By Jason Massad

A controversial greenway that would link Dunwoody to Fulton and Gwinnett counties is off after a loud protest from the residents who would live along side it.

City officials late last week dropped the 4-plus mile trail from the city’s transportation plan, effectively snuffing out the possibility of opening up a public corridor in the northern part of the city.

“It’s not in the plans that will be presented to the [Dunwoody] City Council,” said Michael Smith, public works director.

The east-west greenway along a Georgia Power Co. easement was envisioned as the spine of a trail system that would link to surrounding counties and string together the Dunwoody Nature Center, Brook Run Park and other green spaces within the city.

The controversial greenway initially was included as part of a transportation plan for the city. The plan, scheduled to be delivered to City Council March 14, has been presented in a series of public meetings and was shown to the Dunwoody Homeowners Association at its March 6 meeting.

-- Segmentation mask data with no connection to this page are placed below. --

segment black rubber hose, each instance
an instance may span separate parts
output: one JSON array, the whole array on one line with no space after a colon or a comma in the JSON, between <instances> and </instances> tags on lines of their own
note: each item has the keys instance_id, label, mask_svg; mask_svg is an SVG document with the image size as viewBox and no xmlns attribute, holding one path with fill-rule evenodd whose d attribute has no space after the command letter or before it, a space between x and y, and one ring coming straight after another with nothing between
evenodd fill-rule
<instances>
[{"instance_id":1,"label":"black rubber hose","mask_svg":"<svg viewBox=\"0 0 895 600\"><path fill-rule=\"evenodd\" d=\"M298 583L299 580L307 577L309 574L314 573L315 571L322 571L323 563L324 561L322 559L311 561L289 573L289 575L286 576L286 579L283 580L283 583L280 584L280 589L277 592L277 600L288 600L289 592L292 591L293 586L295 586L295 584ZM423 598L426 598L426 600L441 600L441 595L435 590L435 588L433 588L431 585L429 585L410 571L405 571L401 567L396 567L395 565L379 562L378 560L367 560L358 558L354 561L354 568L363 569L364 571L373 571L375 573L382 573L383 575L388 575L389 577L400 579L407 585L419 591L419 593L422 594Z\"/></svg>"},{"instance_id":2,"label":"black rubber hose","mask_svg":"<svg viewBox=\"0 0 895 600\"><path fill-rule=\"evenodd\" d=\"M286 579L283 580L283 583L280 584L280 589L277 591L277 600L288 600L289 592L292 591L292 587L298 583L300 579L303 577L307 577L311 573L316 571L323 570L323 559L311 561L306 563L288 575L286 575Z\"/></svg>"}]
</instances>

The plan includes proposals to add turn lanes to Mount Vernon and to add roundabouts at several locations in the city.

“We want to make it easier for Dunwoody residents to get around, but not encourage cut-through traffic,” Smith told members of the DHA board.

Public outcry against the Georgia Power Co. portion of the greenway was overwhelming, said Dunwoody Councilman Robert Wittenstein.

Wittenstein, who initially supported the greenway, said that it was obvious the city shouldn’t move forward with the proposal.

“Several people on the council, including me, saw that it was dead,” Wittenstein said. “It had received too much community opposition.”

A meeting in February displayed how galvanized the opposition was to the greenway proposal. Around 200 city residents turned out for a meeting called to gather input on the proposed greenway.

Some who came to the meeting said that they would be willing to listen to the city’s specific plans for the trail. The majority, however, were firmly against it – with some threatening that the city would have to condemn their property to gain access to the easement to develop the greenway.

The turmoil comes as the city launches a campaign for a bond referendum that is planned for the November ballot. If passed by voters, it would raise $56 million to enhance the city’s green spaces.

The greenway would not come cheap. Wittenstein estimated that the city would spend around $1 million per mile to fence, light and landscape a greenway.

“I don’t think we wanted a controversial greenway that would have clouded what should be otherwise be a straight-forward decision for voters,” he said.

While the main corridor for the greenway will not be considered, Wittenstein said that some trails that would link parks inside city could still move forward.

City officials are still deciding what should be a part of the greenway system, which was outlined in the late 1990s when Dunwoody was still part of unincorporated DeKalb County.